AWS Announces Synthetic Data Generation For SageMaker Ground Truth


SageMaker Ground Truth can produce millions of automatically labelled synthetic images

AWS announced that users can create labelled synthetic data with Amazon SageMaker Ground Truth. SageMaker Ground Truth is a data labelling service that makes it simple to label data and allows you the choice to use human annotators through third-party suppliers, Amazon Mechanical Turk, or your private workforce. One can alternatively produce tagged synthetic data without actively gathering or labelling real-world data. On your behalf, SageMaker Ground Truth can produce millions of automatically labelled synthetic images.

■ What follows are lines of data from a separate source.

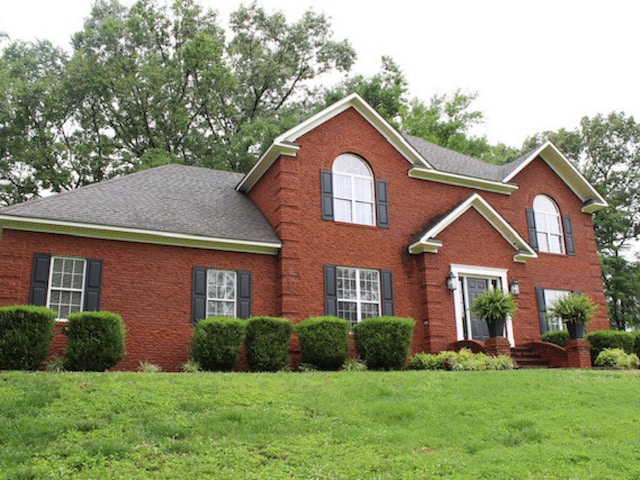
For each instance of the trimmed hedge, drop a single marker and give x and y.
(559, 337)
(602, 339)
(267, 343)
(384, 342)
(25, 336)
(217, 342)
(96, 341)
(324, 342)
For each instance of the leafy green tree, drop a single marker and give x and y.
(34, 117)
(606, 149)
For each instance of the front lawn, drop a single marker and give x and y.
(415, 424)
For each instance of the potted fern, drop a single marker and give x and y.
(575, 311)
(494, 306)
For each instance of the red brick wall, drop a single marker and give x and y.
(148, 285)
(156, 280)
(419, 280)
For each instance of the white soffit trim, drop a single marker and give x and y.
(285, 143)
(125, 234)
(429, 243)
(592, 200)
(462, 180)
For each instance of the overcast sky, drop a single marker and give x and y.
(537, 65)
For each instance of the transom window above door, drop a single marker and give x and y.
(353, 196)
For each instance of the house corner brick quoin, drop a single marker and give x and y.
(342, 215)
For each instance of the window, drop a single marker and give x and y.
(546, 297)
(223, 293)
(352, 190)
(548, 226)
(357, 293)
(348, 193)
(66, 284)
(548, 230)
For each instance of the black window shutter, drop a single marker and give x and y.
(199, 294)
(542, 310)
(330, 291)
(531, 225)
(382, 203)
(326, 186)
(568, 235)
(39, 279)
(243, 294)
(93, 282)
(387, 293)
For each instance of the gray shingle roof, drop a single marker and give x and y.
(449, 161)
(172, 198)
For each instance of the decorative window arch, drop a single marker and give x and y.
(353, 197)
(351, 194)
(548, 230)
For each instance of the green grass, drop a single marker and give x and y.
(415, 424)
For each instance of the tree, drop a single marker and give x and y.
(606, 149)
(34, 114)
(156, 83)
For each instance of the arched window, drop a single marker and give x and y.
(353, 198)
(548, 225)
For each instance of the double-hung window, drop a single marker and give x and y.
(220, 293)
(546, 298)
(357, 293)
(66, 284)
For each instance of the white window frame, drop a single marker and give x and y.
(499, 274)
(51, 288)
(544, 218)
(359, 301)
(354, 200)
(215, 299)
(554, 323)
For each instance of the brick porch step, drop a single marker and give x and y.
(525, 358)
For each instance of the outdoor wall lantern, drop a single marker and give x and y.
(514, 287)
(452, 281)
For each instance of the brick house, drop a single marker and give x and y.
(342, 215)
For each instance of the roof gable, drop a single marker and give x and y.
(591, 199)
(428, 242)
(285, 143)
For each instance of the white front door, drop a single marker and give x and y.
(472, 281)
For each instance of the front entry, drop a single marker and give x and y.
(471, 282)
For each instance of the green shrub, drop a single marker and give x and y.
(324, 342)
(559, 337)
(601, 339)
(465, 359)
(354, 365)
(96, 341)
(383, 342)
(617, 358)
(217, 342)
(426, 361)
(636, 343)
(267, 343)
(25, 336)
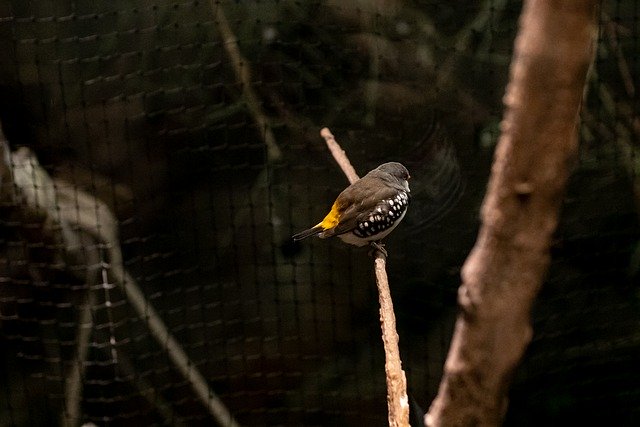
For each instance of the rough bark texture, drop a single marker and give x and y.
(505, 269)
(397, 399)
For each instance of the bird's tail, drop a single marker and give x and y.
(307, 233)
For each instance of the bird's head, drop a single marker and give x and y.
(397, 171)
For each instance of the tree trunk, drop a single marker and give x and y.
(503, 273)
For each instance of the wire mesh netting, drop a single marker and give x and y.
(158, 155)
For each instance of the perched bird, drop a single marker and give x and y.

The process of creating machine-learning models is iterative and begins with data preparation and gathering, then moves on to model training and model deployment. Collecting extensive, varied, and precisely labelled datasets for your model training is frequently tricky and time-consuming, especially in the initial stage.

Combining your real-world data with synthetic data helps build more comprehensive training datasets for your machine-learning models. Synthetic data itself is created by simple rules, statistical models, computer simulations, or other techniques. This makes it possible to generate vast amounts of synthetic data with exact labels for annotations over tens of thousands of images. A minimal granularity, such as a pixel or sub-object level, and across modalities can be used to determine the label accuracy. Bounding box, polygon, depth, and segment modalities are some examples.

Synthetic data is a powerful solution to two different problems: data limitations and privacy risks. Synthetic data can supplement training data to reduce overfitting when there is a lack of labelled data. For privacy protection, data curators can provide made-up data rather than actual data in a way that simultaneously safeguards users’ privacy and keeps the original data’s usefulness.

By adding data diversity that real-world data may lack, you can produce more full and balanced data sets by combining your real-world data with synthetic data.

With SageMaker Ground Truth, you are free to design any imaging scenario with synthetic data, including edge cases that could be challenging to identify and replicate in real-world data. Variations can be added to objects and surroundings to reflect changing lighting, colours, textures, poses, or backgrounds.

In other words, you may order the precise use case for which your machine-learning model is being trained. Amazon SageMaker Ground Truth synthetic data is available in US East (N. Virginia). Synthetic data is priced on a per-label basis.